Em 28.09.2021, através do ofício 2399/GP, o prefeito Sebastião Melo enviou o Projeto de Lei Complementar do Executivo, PLCE 024/21 com vistas a alterar especificamente o regime urbanístico da fazenda, modificando limites, criando e excluindo subunidades de estruturação urbana, objetivando ao final ampliar a possibilidade de parcelamento do solo. Onde hoje o Plano Diretor já permite 1.323 unidades, a prefeitura pretende autorizar até 2.353 lotes, estimando um aumento populacional de 70% no bairro Belém Novo.

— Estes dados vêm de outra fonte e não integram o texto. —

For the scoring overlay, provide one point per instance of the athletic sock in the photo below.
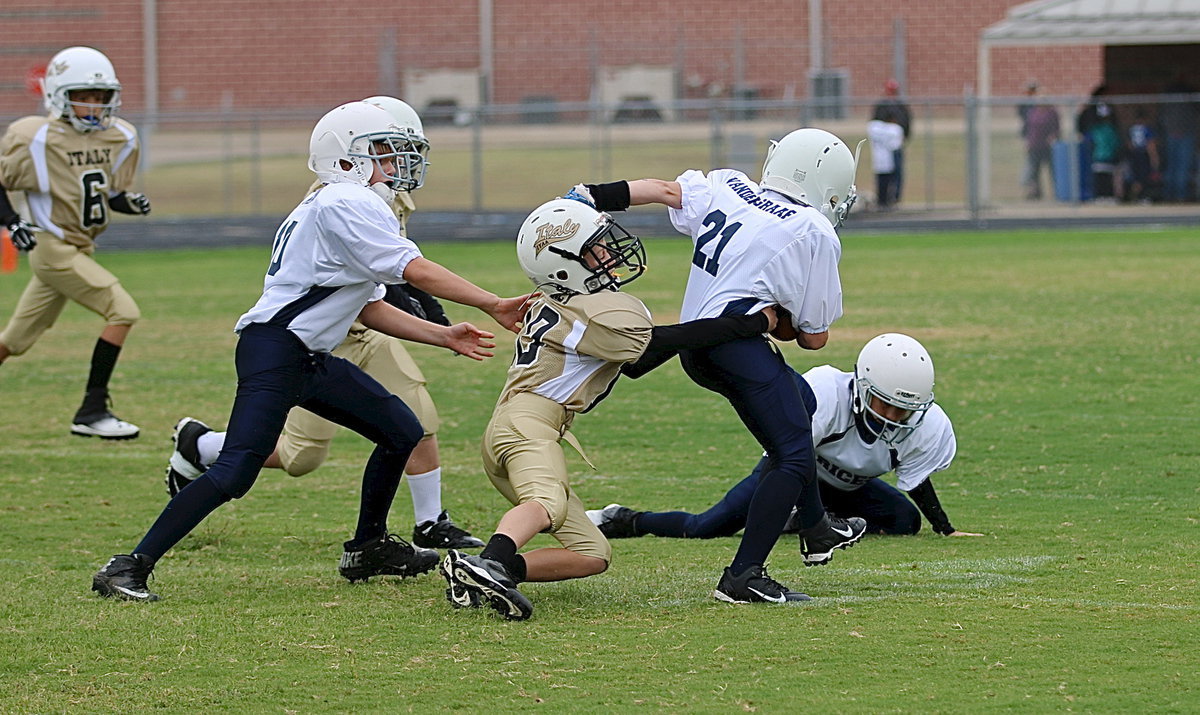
(426, 490)
(379, 482)
(663, 523)
(769, 509)
(502, 548)
(95, 400)
(103, 360)
(183, 514)
(209, 445)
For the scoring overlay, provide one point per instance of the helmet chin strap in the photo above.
(383, 191)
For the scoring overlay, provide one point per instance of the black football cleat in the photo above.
(457, 593)
(491, 581)
(387, 556)
(444, 533)
(125, 577)
(833, 533)
(754, 586)
(615, 521)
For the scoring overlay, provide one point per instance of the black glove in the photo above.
(430, 306)
(130, 203)
(22, 236)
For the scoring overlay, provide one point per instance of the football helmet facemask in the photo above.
(77, 68)
(814, 167)
(899, 371)
(568, 247)
(413, 160)
(351, 140)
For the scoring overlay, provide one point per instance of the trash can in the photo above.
(1066, 179)
(1072, 164)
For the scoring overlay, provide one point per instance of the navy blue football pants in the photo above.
(756, 380)
(885, 508)
(275, 373)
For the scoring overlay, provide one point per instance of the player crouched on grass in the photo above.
(879, 419)
(329, 263)
(579, 337)
(76, 167)
(306, 437)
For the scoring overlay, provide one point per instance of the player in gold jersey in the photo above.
(75, 166)
(577, 338)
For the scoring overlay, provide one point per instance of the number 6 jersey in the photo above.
(754, 248)
(571, 352)
(67, 175)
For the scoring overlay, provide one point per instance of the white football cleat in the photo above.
(106, 427)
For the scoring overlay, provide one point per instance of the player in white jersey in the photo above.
(75, 167)
(306, 437)
(581, 335)
(865, 424)
(756, 245)
(329, 263)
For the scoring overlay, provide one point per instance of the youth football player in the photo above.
(329, 262)
(877, 419)
(75, 166)
(755, 245)
(579, 337)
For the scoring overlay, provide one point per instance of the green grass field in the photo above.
(1068, 362)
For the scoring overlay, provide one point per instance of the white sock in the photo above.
(209, 445)
(426, 491)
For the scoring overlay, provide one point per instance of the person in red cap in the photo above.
(891, 109)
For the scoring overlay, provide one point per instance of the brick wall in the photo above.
(310, 54)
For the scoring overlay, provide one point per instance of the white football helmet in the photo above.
(361, 136)
(899, 371)
(814, 167)
(568, 247)
(415, 156)
(81, 68)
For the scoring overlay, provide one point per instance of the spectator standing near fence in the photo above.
(892, 109)
(1039, 128)
(1179, 118)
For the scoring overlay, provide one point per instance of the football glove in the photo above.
(21, 234)
(580, 193)
(139, 202)
(130, 203)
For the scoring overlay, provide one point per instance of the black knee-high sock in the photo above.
(183, 514)
(379, 482)
(103, 360)
(502, 548)
(765, 521)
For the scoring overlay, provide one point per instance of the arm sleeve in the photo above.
(925, 498)
(429, 305)
(666, 341)
(370, 240)
(7, 214)
(125, 166)
(396, 296)
(696, 196)
(17, 170)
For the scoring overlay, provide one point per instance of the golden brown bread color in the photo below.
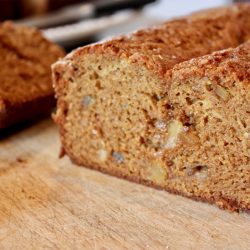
(25, 59)
(154, 108)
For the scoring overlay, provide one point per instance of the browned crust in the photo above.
(120, 48)
(220, 201)
(30, 110)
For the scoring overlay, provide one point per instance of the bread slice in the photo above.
(139, 107)
(26, 87)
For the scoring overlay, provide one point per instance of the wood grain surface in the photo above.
(48, 203)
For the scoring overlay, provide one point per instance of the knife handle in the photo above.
(110, 6)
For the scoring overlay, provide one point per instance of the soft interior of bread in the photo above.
(111, 106)
(191, 138)
(213, 148)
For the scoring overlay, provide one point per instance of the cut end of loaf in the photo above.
(190, 136)
(132, 107)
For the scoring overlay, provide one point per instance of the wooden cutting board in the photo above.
(48, 203)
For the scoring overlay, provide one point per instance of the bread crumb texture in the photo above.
(25, 60)
(160, 107)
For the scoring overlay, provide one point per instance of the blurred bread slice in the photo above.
(25, 87)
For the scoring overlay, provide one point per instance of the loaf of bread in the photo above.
(156, 107)
(26, 87)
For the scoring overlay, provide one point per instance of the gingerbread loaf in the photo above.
(156, 107)
(25, 87)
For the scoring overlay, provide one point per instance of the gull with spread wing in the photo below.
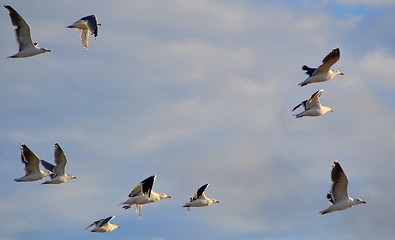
(323, 72)
(338, 196)
(199, 199)
(103, 225)
(32, 166)
(86, 25)
(312, 106)
(22, 30)
(59, 176)
(142, 193)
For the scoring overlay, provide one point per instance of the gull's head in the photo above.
(71, 176)
(360, 201)
(116, 226)
(48, 173)
(45, 50)
(327, 109)
(164, 195)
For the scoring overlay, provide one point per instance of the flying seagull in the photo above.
(59, 175)
(103, 225)
(338, 196)
(199, 199)
(32, 166)
(323, 72)
(26, 46)
(86, 25)
(142, 193)
(312, 106)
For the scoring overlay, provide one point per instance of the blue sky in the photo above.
(200, 92)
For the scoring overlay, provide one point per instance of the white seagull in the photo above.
(338, 196)
(26, 46)
(142, 194)
(312, 106)
(103, 225)
(59, 175)
(86, 25)
(199, 199)
(32, 166)
(323, 72)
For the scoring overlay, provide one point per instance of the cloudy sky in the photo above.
(197, 92)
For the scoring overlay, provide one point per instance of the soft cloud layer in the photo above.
(199, 92)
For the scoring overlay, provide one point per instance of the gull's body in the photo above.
(142, 194)
(103, 225)
(32, 166)
(87, 25)
(312, 106)
(59, 175)
(199, 199)
(26, 46)
(323, 72)
(338, 197)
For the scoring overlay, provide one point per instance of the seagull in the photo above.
(199, 199)
(312, 106)
(26, 46)
(32, 169)
(338, 196)
(323, 72)
(59, 175)
(103, 225)
(87, 25)
(142, 194)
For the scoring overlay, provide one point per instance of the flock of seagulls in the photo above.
(142, 192)
(338, 196)
(312, 106)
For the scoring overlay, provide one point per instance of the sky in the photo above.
(196, 92)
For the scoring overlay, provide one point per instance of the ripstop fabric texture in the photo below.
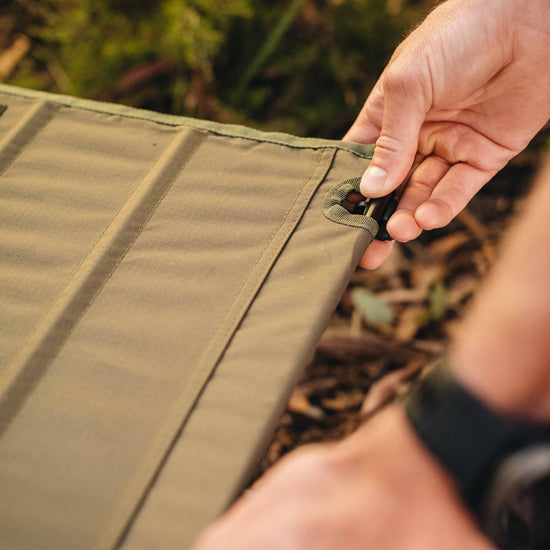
(163, 281)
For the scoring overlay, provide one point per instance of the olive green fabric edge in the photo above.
(229, 130)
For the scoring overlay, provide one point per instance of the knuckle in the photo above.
(387, 144)
(398, 79)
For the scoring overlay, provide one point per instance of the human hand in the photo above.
(377, 490)
(464, 93)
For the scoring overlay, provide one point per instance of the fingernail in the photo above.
(373, 181)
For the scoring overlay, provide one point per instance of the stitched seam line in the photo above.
(138, 488)
(10, 401)
(206, 126)
(38, 113)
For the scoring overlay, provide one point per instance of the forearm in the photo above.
(502, 352)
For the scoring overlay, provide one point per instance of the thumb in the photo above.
(396, 147)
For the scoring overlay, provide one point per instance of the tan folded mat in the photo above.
(162, 282)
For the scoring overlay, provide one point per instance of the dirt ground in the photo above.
(392, 323)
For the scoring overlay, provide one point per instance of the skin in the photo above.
(473, 85)
(465, 92)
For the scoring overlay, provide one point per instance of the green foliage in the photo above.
(96, 41)
(373, 309)
(303, 66)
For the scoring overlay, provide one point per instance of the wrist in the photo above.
(389, 445)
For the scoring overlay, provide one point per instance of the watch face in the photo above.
(517, 509)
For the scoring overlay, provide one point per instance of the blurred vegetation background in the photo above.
(303, 67)
(299, 66)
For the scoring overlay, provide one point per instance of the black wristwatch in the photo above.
(501, 465)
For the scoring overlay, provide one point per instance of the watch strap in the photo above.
(466, 436)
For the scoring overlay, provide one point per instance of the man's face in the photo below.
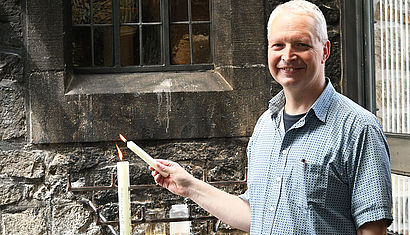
(296, 56)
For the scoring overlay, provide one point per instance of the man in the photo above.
(318, 163)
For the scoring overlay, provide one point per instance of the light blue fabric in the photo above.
(328, 174)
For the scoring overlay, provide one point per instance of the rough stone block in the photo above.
(11, 67)
(31, 221)
(21, 163)
(12, 110)
(73, 219)
(45, 36)
(9, 192)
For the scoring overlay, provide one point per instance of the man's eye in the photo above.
(302, 45)
(277, 45)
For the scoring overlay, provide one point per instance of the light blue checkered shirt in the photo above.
(328, 174)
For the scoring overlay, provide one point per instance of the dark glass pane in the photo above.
(129, 11)
(129, 40)
(102, 11)
(103, 46)
(81, 46)
(151, 44)
(178, 10)
(180, 52)
(201, 44)
(80, 12)
(200, 9)
(151, 11)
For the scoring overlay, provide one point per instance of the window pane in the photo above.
(81, 46)
(103, 46)
(129, 46)
(392, 54)
(129, 11)
(202, 47)
(151, 11)
(80, 12)
(178, 10)
(200, 9)
(152, 44)
(180, 48)
(102, 11)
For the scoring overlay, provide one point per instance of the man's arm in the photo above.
(378, 227)
(228, 208)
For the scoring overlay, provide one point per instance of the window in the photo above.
(86, 106)
(141, 35)
(392, 65)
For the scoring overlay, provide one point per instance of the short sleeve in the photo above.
(245, 196)
(370, 176)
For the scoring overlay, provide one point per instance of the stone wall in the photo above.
(33, 197)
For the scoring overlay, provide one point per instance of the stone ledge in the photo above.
(147, 83)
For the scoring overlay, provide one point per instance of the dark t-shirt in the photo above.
(289, 120)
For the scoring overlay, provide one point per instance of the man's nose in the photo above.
(288, 54)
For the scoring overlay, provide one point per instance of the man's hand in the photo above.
(378, 227)
(229, 208)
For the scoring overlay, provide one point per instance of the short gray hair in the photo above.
(303, 7)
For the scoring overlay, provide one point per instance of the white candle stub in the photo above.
(124, 211)
(145, 156)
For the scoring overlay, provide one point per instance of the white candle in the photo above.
(124, 197)
(145, 156)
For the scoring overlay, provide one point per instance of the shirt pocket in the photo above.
(316, 180)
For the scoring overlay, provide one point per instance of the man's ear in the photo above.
(326, 51)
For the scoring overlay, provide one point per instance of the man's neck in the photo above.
(300, 101)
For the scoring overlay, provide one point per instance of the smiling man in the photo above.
(317, 162)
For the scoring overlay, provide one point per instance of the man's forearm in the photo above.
(228, 208)
(378, 227)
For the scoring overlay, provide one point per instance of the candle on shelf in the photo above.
(143, 155)
(124, 211)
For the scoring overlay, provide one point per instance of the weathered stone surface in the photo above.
(73, 219)
(12, 110)
(11, 66)
(11, 32)
(9, 192)
(45, 35)
(20, 163)
(31, 221)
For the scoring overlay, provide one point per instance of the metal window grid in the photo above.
(165, 36)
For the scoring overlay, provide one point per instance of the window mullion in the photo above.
(92, 33)
(140, 32)
(191, 39)
(116, 32)
(165, 33)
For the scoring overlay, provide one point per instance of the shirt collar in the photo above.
(320, 108)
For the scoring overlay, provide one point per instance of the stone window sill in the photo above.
(140, 83)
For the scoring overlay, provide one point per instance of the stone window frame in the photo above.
(65, 107)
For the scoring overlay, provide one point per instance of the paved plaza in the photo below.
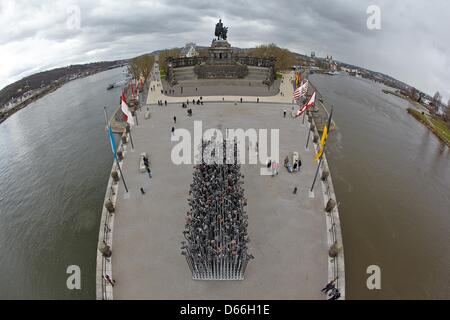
(287, 231)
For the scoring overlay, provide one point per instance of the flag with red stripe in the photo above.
(311, 102)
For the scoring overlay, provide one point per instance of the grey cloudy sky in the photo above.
(412, 44)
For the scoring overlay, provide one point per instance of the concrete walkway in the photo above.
(286, 89)
(288, 232)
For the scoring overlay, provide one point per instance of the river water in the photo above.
(391, 176)
(55, 161)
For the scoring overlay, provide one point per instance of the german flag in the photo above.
(324, 138)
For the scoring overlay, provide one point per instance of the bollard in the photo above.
(334, 250)
(109, 206)
(316, 138)
(115, 176)
(330, 205)
(120, 155)
(105, 250)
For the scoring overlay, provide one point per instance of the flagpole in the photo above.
(304, 114)
(309, 133)
(323, 151)
(115, 157)
(128, 130)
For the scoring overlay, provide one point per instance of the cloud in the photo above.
(411, 45)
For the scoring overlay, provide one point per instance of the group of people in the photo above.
(274, 166)
(170, 91)
(216, 224)
(295, 166)
(189, 110)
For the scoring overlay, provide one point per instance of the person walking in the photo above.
(335, 294)
(286, 161)
(111, 281)
(145, 159)
(329, 286)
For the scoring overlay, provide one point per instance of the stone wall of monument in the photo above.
(215, 71)
(231, 68)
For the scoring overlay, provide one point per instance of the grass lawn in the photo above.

Pontuamos questões que exigem extrema atenção além de uma atuação transparente, democrática, lisa e comprometida por parte dos diversos órgãos do Poder Público Municipal, Estadual e Federal na condução dos debates inerentes aos rumos da Fazenda do Arado, objetivando sempre acolher e alcançar os diversos interesses coletivos para concretização dos direitos difusos ao ambiente sadio e equilibrado como preconiza a Constituição Federal, dentre eles:

  • a conclusão do Inquérito Policial que, com base em laudo do Instituto Geral de Perícias (IGP), apontou que o estudo de Impacto Ambiental elaborado pela empresa proprietária da Fazenda do Arado é falso, omisso e incompleto;
  • a existência de ação civil pública proposta pelo Ministério Público Federal para que a União e a FUNAI promovam os estudos antropológicos na área da Fazenda do Arado para identificação, delimitação e demarcação de possível terra indígena Guarani (inquérito civil junto ao MPF/RS sob o nº 1.29.000.000771/2018-61, Ação Civil Pública nº 5041487-86.2019.4.04.7100 e Agravo de Instrumento nº 5002883-79.2020.4.04.000/RS);
  • a existência de Ação Civil Pública proposta pelo Ministério Público do Rio Grande do Sul (nº 5107966- 40.2021.8.21.0001) postulando que a Câmara Municipal de Porto Alegre se abstenha de prosseguir no trâmite do Projeto de Lei Complementar (PLCE 024/2021), a fim de que sejam elaborados todos os estudos, diagnósticos técnicos e debates sobre a alteração do perímetro e do regime urbanístico por ocasião da Revisão do PDDUA;
  • a necessidade de avaliar o projeto para a Fazenda do Arado dentro do processo de revisão do Plano Diretor, com base em estudos técnicos aprofundados e elaborados pelo próprio Executivo, respeitando o planejamento integrado com o restante do território e da cidade;
  • a omissão do Executivo ao deixar de indicar no PLCE 024/2021 áreas para habitação de interesse social;
  • a omissão do Executivo ao deixar de indicar no PLCE critérios técnicos para estabelecer contrapartidas urbanísticas;
  • a necessária avaliação da proposta popular para criação de uma unidade de conservação, um Parque Natural na Fazenda do Arado como forma de resguardar o patrimônio natural, histórico e cultural de Porto Alegre, em especial da Zona Sul.